Figure 13(a)–(d) show the results. Here we do not allow missing components. As noted before, we may find overlapping occurrences if a negative gap is present in a motif. Figure 13(a) shows how the running time varies with the sum of the number of occurrences of the simple motifs in each of the 100 random motifs. For clarity, each point reflects the average time for the number of occurrences in the given range on the x-axis. For example, the first point on the x-axis [0, 1) corresponds to the case when there are between 0 and 1 million occurrences found. The general trend is that it takes more time as the number of occurrences increases. Figure 13(b) shows the time with respect to the number of occurrences of the whole structured motif (again, for clarity, only average times are plotted for occurrences in the given ranges in the x-axis). We observe that the time increases slightly with increase in the occurrences. In general, the times are more sensitive to the number of intermediate (simple) occurrences. Figure 13(c) shows the effect of the number of simple components in the structured motif. Each point shows the average time over all motifs having the given number of simple motifs. Here again the time increases with increasing components. Finally Figure 13(d) shows the impact of the number of IUPAC symbols in the structured motifs; the trend being that the more the symbols the more time it takes to search. We also observe that the approaches scale linearly, on average, with respect to the different parameters. Also SMOTIF remains about 5–10 times faster than SMARTFINDER over all these experiments.
Figure 13  SMOTIF and SMARTFINDER Comparison: Random Motifs.

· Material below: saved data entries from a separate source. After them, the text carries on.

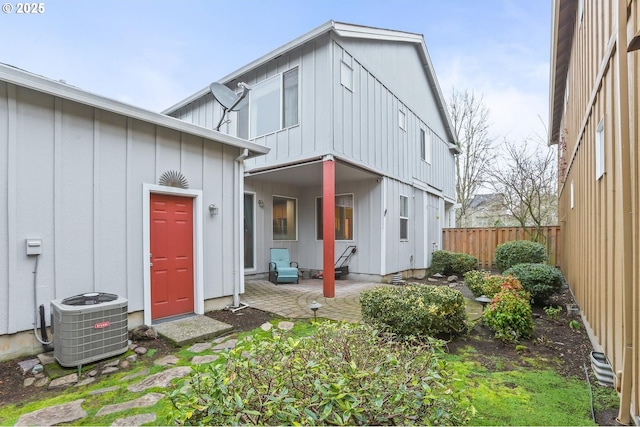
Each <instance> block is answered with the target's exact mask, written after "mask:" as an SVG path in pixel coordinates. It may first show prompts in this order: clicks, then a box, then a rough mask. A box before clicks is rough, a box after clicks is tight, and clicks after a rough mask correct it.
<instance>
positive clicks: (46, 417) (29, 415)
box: [15, 399, 87, 426]
mask: <svg viewBox="0 0 640 427" xmlns="http://www.w3.org/2000/svg"><path fill="white" fill-rule="evenodd" d="M82 402H84V399H78V400H74V401H73V402H69V403H64V404H62V405H56V406H51V407H49V408H44V409H39V410H37V411H34V412H29V413H28V414H24V415H23V416H21V417H20V418H18V421H17V422H16V424H15V425H17V426H34V425H36V426H53V425H57V424H61V423H70V422H73V421H75V420H79V419H80V418H84V417H86V416H87V412H86V411H85V410H84V409H82Z"/></svg>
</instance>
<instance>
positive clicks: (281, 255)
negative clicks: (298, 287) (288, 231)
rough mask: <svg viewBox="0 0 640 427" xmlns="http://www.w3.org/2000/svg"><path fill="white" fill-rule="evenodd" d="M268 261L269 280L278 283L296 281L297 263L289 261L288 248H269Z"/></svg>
mask: <svg viewBox="0 0 640 427" xmlns="http://www.w3.org/2000/svg"><path fill="white" fill-rule="evenodd" d="M270 259H271V260H270V261H269V281H270V282H271V283H273V284H275V285H277V284H278V283H298V263H297V262H295V261H294V262H291V259H290V258H289V249H287V248H271V257H270Z"/></svg>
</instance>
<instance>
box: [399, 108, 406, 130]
mask: <svg viewBox="0 0 640 427" xmlns="http://www.w3.org/2000/svg"><path fill="white" fill-rule="evenodd" d="M398 126H400V129H402V130H406V129H407V115H406V114H405V113H404V111H402V110H398Z"/></svg>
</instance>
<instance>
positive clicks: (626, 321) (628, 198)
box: [616, 0, 633, 425]
mask: <svg viewBox="0 0 640 427" xmlns="http://www.w3.org/2000/svg"><path fill="white" fill-rule="evenodd" d="M626 3H627V1H626V0H618V1H617V2H616V7H617V9H618V10H617V18H618V19H617V32H618V34H617V46H616V49H617V55H616V57H617V64H616V67H617V69H618V78H617V85H618V88H617V89H618V91H617V92H618V93H617V95H618V111H619V112H620V117H619V119H618V121H617V123H616V125H617V126H618V136H619V138H620V139H619V140H620V155H621V175H622V176H621V184H620V185H621V186H622V235H623V236H624V237H623V242H622V243H623V251H622V253H623V264H622V268H623V270H622V274H623V277H622V286H623V289H622V298H623V301H622V309H623V312H622V319H623V321H622V328H623V331H622V332H623V339H624V347H623V353H622V372H621V373H620V375H617V377H618V378H621V384H618V385H617V386H618V387H619V391H620V409H619V412H618V417H617V419H616V420H617V421H618V422H619V423H620V424H623V425H629V424H630V421H631V420H630V414H631V392H632V386H633V372H632V370H633V221H632V206H631V197H632V193H631V158H632V157H631V156H632V150H631V140H630V137H629V80H628V78H629V76H628V73H629V70H628V62H627V5H626Z"/></svg>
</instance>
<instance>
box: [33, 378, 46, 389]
mask: <svg viewBox="0 0 640 427" xmlns="http://www.w3.org/2000/svg"><path fill="white" fill-rule="evenodd" d="M48 383H49V378H47V377H44V378H40V379H39V380H38V381H36V383H35V386H36V387H44V386H46V385H47V384H48Z"/></svg>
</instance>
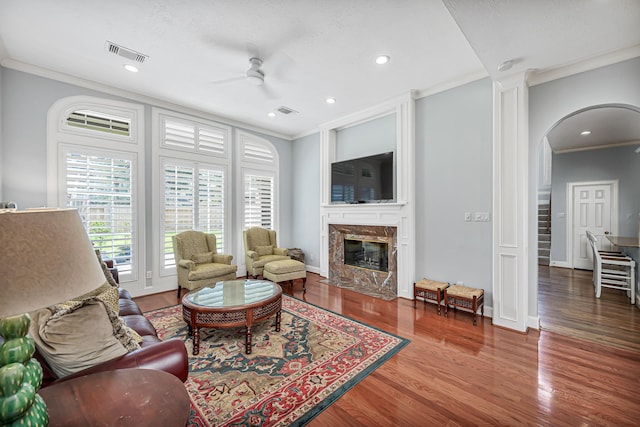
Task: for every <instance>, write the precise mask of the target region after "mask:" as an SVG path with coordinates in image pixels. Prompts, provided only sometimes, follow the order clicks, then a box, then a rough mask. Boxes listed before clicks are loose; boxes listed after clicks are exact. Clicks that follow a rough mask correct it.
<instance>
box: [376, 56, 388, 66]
mask: <svg viewBox="0 0 640 427" xmlns="http://www.w3.org/2000/svg"><path fill="white" fill-rule="evenodd" d="M390 59H391V58H390V57H389V55H380V56H378V57H377V58H376V64H378V65H384V64H386V63H387V62H389V60H390Z"/></svg>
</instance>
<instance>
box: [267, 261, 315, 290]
mask: <svg viewBox="0 0 640 427" xmlns="http://www.w3.org/2000/svg"><path fill="white" fill-rule="evenodd" d="M262 277H264V278H265V279H267V280H271V281H272V282H275V283H281V282H289V283H291V287H292V288H293V281H294V280H295V279H302V290H303V292H307V268H306V266H305V265H304V264H303V263H301V262H300V261H296V260H294V259H285V260H281V261H272V262H270V263H267V264H265V266H264V271H263V272H262Z"/></svg>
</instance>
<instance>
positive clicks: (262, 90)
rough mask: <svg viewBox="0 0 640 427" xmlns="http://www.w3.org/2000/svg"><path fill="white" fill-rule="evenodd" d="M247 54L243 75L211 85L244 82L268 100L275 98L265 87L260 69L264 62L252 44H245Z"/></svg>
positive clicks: (241, 74) (266, 85)
mask: <svg viewBox="0 0 640 427" xmlns="http://www.w3.org/2000/svg"><path fill="white" fill-rule="evenodd" d="M247 52H248V54H249V55H248V56H249V69H248V70H247V71H246V72H245V73H244V74H241V75H238V76H235V77H231V78H228V79H222V80H216V81H214V82H213V84H216V85H219V84H227V83H232V82H236V81H241V80H246V81H248V82H249V83H250V84H251V85H253V86H258V87H260V89H261V90H262V92H264V93H265V95H267V97H268V98H270V99H273V98H276V96H275V95H274V94H273V93H272V92H271V91H270V90H269V88H268V87H267V85H265V77H266V74H265V72H264V70H263V69H262V64H263V63H264V61H263V60H262V58H261V56H260V53H259V50H258V47H257V46H256V45H254V44H252V43H247Z"/></svg>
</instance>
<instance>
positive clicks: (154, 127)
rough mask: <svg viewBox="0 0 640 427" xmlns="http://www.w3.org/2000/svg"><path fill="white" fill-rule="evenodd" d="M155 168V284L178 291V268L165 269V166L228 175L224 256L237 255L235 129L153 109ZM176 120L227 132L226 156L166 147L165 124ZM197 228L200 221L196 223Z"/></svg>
mask: <svg viewBox="0 0 640 427" xmlns="http://www.w3.org/2000/svg"><path fill="white" fill-rule="evenodd" d="M151 116H152V141H153V142H152V164H153V179H152V181H153V184H152V186H153V188H152V205H153V206H154V207H155V208H154V210H153V215H152V216H153V222H152V228H153V230H154V231H153V239H152V240H153V243H152V247H153V255H152V259H153V261H152V263H153V282H154V283H158V284H159V287H160V288H163V289H174V288H175V287H176V279H175V275H176V269H175V267H170V268H165V267H164V252H163V248H164V194H161V192H162V191H163V188H164V165H165V164H166V163H167V162H169V163H173V164H180V165H184V166H189V167H191V166H198V165H200V166H203V167H206V168H210V169H215V170H220V171H222V172H223V173H224V206H225V211H224V226H223V233H224V236H223V242H224V246H223V249H222V252H223V253H233V252H232V249H231V242H232V241H233V235H232V227H231V212H232V206H231V200H232V199H231V184H230V182H231V174H230V170H231V160H232V157H231V149H230V147H231V143H232V141H231V127H230V126H227V125H224V124H221V123H218V122H215V121H212V120H207V119H203V118H199V117H194V116H190V115H186V114H182V113H178V112H174V111H169V110H164V109H161V108H155V107H154V108H152V112H151ZM167 119H169V120H172V121H176V122H179V123H184V124H186V125H195V126H203V127H206V128H215V129H217V130H220V131H221V132H224V134H225V144H224V150H223V152H222V153H211V152H202V151H200V150H198V149H197V144H196V146H195V147H194V149H185V148H182V147H176V146H171V145H167V144H164V142H163V141H164V129H165V127H164V122H165V120H167ZM196 224H197V220H196Z"/></svg>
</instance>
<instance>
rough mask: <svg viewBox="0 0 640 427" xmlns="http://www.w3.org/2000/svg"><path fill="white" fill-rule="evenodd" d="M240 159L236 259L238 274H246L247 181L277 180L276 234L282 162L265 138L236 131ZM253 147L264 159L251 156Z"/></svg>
mask: <svg viewBox="0 0 640 427" xmlns="http://www.w3.org/2000/svg"><path fill="white" fill-rule="evenodd" d="M234 142H235V146H236V157H237V159H238V167H237V168H236V170H237V173H236V211H237V217H236V224H238V232H237V234H236V236H237V237H236V239H237V242H238V244H237V247H236V256H235V259H236V260H238V262H237V264H238V270H240V271H242V270H243V271H246V264H245V260H244V245H243V240H242V233H243V231H244V230H245V229H246V228H247V227H246V224H245V205H244V196H245V195H244V181H245V177H246V176H247V175H248V174H254V175H263V176H268V177H272V178H273V209H274V212H273V224H272V228H273V229H274V230H279V229H280V222H279V221H280V191H279V188H280V176H279V163H280V158H279V155H278V150H277V149H276V147H275V146H274V145H273V143H272V142H271V141H269V140H267V139H265V138H261V137H259V136H257V135H255V134H252V133H250V132H246V131H243V130H240V129H236V131H235V140H234ZM251 147H254V148H256V147H257V148H259V152H262V153H263V154H264V155H260V154H259V153H258V155H248V154H249V153H250V152H254V153H255V151H254V150H253V149H251Z"/></svg>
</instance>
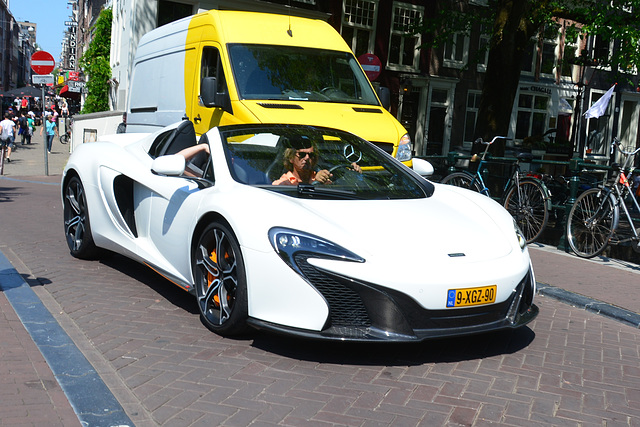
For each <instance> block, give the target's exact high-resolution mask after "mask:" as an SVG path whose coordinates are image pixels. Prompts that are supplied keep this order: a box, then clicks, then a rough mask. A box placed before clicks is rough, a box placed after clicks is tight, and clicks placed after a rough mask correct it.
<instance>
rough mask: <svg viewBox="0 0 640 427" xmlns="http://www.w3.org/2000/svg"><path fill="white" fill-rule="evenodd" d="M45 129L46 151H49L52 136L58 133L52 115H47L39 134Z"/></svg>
mask: <svg viewBox="0 0 640 427" xmlns="http://www.w3.org/2000/svg"><path fill="white" fill-rule="evenodd" d="M45 129H46V133H47V135H46V137H45V138H46V141H47V151H48V152H49V153H51V147H52V146H53V138H54V137H55V136H57V135H58V127H57V126H56V122H54V121H53V115H51V114H50V115H48V116H47V121H46V122H45V123H44V126H42V127H41V128H40V135H42V131H43V130H45Z"/></svg>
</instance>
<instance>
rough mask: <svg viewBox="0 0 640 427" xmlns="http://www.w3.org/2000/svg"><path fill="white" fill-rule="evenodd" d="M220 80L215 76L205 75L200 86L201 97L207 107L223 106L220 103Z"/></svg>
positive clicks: (220, 106)
mask: <svg viewBox="0 0 640 427" xmlns="http://www.w3.org/2000/svg"><path fill="white" fill-rule="evenodd" d="M217 95H218V82H217V81H216V78H215V77H205V78H203V79H202V83H201V86H200V99H201V100H202V104H203V105H204V106H205V107H209V108H212V107H222V105H221V104H218V103H217V102H216V101H217V100H218V99H217V98H218V96H217Z"/></svg>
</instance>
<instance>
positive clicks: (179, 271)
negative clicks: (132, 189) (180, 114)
mask: <svg viewBox="0 0 640 427" xmlns="http://www.w3.org/2000/svg"><path fill="white" fill-rule="evenodd" d="M183 125H184V129H186V131H185V132H184V133H183V134H181V135H179V136H180V137H178V138H174V139H168V140H167V141H164V142H162V143H161V144H158V146H156V147H152V149H151V154H153V155H154V156H155V155H158V156H157V157H159V156H161V155H171V154H176V153H178V152H180V150H181V149H182V148H186V147H189V146H192V145H195V142H196V138H195V131H194V127H193V125H192V124H191V122H189V121H185V122H183V124H181V126H183ZM179 129H180V126H179V127H178V129H176V131H177V133H180V130H179ZM184 129H183V130H184ZM200 143H201V144H208V141H207V138H206V136H204V135H203V136H202V137H201V138H200ZM205 157H206V159H204V161H203V162H202V164H201V165H200V166H201V167H202V169H203V170H205V175H204V176H203V177H202V178H200V179H201V180H200V181H198V180H195V179H193V178H190V177H186V176H162V175H157V174H156V175H155V177H154V178H153V182H152V183H150V185H148V186H144V187H141V188H140V197H139V200H140V203H139V206H140V211H141V212H144V214H142V215H140V216H139V217H138V221H137V222H138V224H139V226H140V228H142V229H141V230H139V235H140V238H139V239H138V246H139V249H140V250H141V251H144V252H146V253H147V254H149V256H148V257H147V259H149V260H150V262H152V263H153V264H154V265H151V267H153V268H154V269H156V270H157V271H159V272H162V274H163V275H165V276H166V277H168V278H169V279H171V280H172V281H174V282H175V283H176V284H179V285H181V286H183V287H187V285H188V284H190V283H191V273H190V270H191V269H190V252H191V249H190V244H191V237H192V233H193V227H194V225H195V222H196V220H197V215H198V214H197V212H198V207H199V206H200V203H201V199H202V197H204V196H205V195H206V192H207V189H210V187H211V185H209V184H207V185H203V183H204V182H208V183H210V184H212V183H213V174H212V172H211V169H210V168H211V164H210V161H209V156H208V155H206V156H205Z"/></svg>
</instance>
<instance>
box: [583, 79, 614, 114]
mask: <svg viewBox="0 0 640 427" xmlns="http://www.w3.org/2000/svg"><path fill="white" fill-rule="evenodd" d="M615 88H616V85H613V86H611V89H609V90H608V91H607V93H605V94H604V95H602V97H601V98H600V99H598V100H597V101H596V103H595V104H593V105H592V106H591V108H589V109H588V110H587V111H585V113H584V117H585V118H587V119H597V118H598V117H600V116H602V115H603V114H604V112H605V111H607V107H608V106H609V100H611V96H612V95H613V90H614V89H615Z"/></svg>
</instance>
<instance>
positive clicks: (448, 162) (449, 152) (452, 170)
mask: <svg viewBox="0 0 640 427" xmlns="http://www.w3.org/2000/svg"><path fill="white" fill-rule="evenodd" d="M456 163H458V153H456V152H455V151H449V152H448V153H447V164H448V165H449V168H448V169H447V172H448V173H452V172H455V171H456Z"/></svg>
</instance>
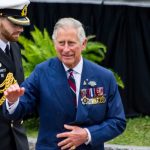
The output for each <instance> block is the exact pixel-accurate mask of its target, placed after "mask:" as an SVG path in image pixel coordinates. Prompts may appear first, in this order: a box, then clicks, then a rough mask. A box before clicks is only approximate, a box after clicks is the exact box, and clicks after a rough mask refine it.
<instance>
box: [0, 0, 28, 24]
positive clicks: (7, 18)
mask: <svg viewBox="0 0 150 150" xmlns="http://www.w3.org/2000/svg"><path fill="white" fill-rule="evenodd" d="M29 3H30V1H29V0H0V16H3V17H7V19H8V20H9V21H11V22H12V23H14V24H16V25H21V26H26V25H30V20H29V18H28V17H27V7H28V5H29Z"/></svg>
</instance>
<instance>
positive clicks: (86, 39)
mask: <svg viewBox="0 0 150 150" xmlns="http://www.w3.org/2000/svg"><path fill="white" fill-rule="evenodd" d="M86 45H87V38H85V40H84V41H83V42H82V49H83V50H84V49H85V48H86Z"/></svg>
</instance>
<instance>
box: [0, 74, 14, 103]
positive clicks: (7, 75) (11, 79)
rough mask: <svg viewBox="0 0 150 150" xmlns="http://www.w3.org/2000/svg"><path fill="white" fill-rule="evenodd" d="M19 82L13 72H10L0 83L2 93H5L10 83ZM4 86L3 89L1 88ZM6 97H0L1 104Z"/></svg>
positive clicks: (0, 102) (7, 74)
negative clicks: (3, 80)
mask: <svg viewBox="0 0 150 150" xmlns="http://www.w3.org/2000/svg"><path fill="white" fill-rule="evenodd" d="M15 83H17V81H16V80H15V78H14V76H13V74H12V73H10V72H9V73H8V74H7V76H6V78H5V80H4V81H3V82H2V83H1V84H0V94H3V93H4V91H6V89H7V88H9V87H10V85H12V84H15ZM1 88H2V89H1ZM5 99H6V97H5V96H4V95H3V96H2V97H1V99H0V105H2V104H3V102H4V101H5Z"/></svg>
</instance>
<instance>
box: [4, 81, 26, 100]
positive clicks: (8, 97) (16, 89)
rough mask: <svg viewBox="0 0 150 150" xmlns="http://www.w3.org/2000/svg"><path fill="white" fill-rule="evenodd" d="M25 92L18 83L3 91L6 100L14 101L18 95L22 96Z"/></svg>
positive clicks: (17, 98) (18, 97)
mask: <svg viewBox="0 0 150 150" xmlns="http://www.w3.org/2000/svg"><path fill="white" fill-rule="evenodd" d="M24 92H25V88H23V87H19V85H18V84H17V83H16V84H12V85H11V86H10V87H9V88H8V89H7V90H6V91H4V95H5V96H6V98H7V100H8V102H10V103H15V102H16V101H17V100H18V98H19V97H20V96H22V95H23V94H24Z"/></svg>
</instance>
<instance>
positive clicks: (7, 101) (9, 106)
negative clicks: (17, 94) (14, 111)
mask: <svg viewBox="0 0 150 150" xmlns="http://www.w3.org/2000/svg"><path fill="white" fill-rule="evenodd" d="M18 104H19V99H18V100H17V101H16V102H15V103H13V104H12V105H9V101H8V99H6V108H7V110H8V112H9V114H13V113H14V111H15V110H16V108H17V106H18Z"/></svg>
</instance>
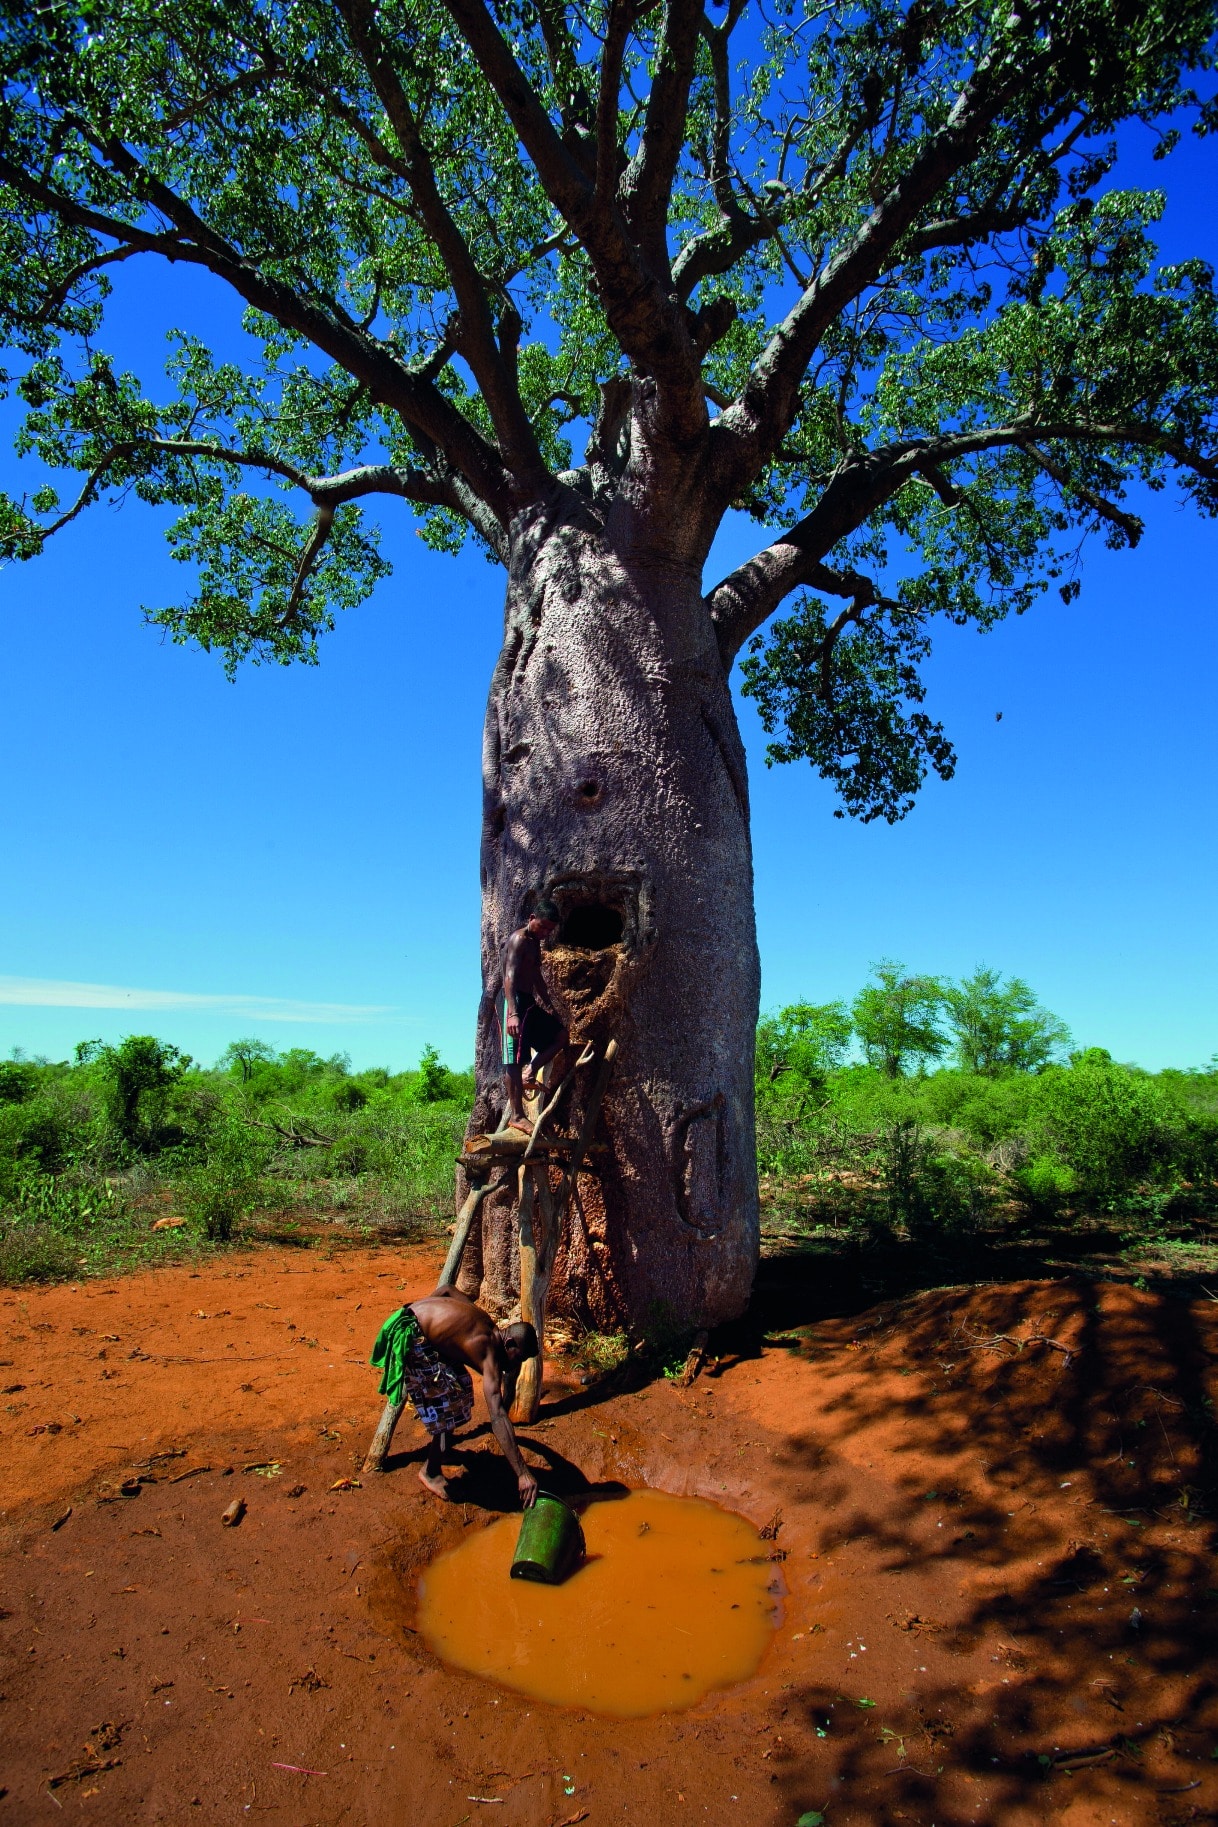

The figure compares SMOTIF-1, SMOTIF-2 and SMARTFINDER, when searching for 100 randomly generated structured motifs in chromosome 20 of Homo sapiens. (a) shows how the running time varies with the sum of the number of occurrences of the simple motifs in each of the 100 random motifs. (b) shows the time with respect to the number of occurrences of the whole structured motif. (c) shows the effect of the number of simple motif components in the structured motif. (d) shows the impact of the number of IUPAC symbols in the structured motifs. Table 9 shows the mean and variance of the search times over all the 100 structured motifs. It also shows the time for finding only the start positions or the full positions for SMOTIF. Overall, for these random motifs, we find that on average SMOTIF-1 is the fastest, SMOTIF-2 and SMOTIF-P are comparable, and all three outperform SMARTFINDER by a factor of 4 to 6.
Table 9  Random Motifs: Mean and Variance
Algorithm  Mean(s)  Variance (s)
SMARTFINDER  44.42  24.85
SMOTIF-1 (full)  6.97  1.45
SMOTIF-1 (start)  6.93  1.46
SMOTIF-2 (full)  10.83  5.07
SMOTIF-2 (start)  10.81  5.07
SMOTIF-P (full)  9.67  2.95
SMOTIF-P (start)  9.66  2.97
full gives the time for full position recovery, whereas start gives the time for reporting only the start positions. It is interesting to note that SMOTIF is more stable than SMARTFINDER: SMOTIF-P has around 8 times less variance than SMARTFINDER, SMOTIF-2 has around 5 times less variance than SMARTFINDER, whereas SMOTIF-1 has around 17 times less variance than SMARTFINDER. Note also that the overhead in recovering the full positions from the start positions is negligible.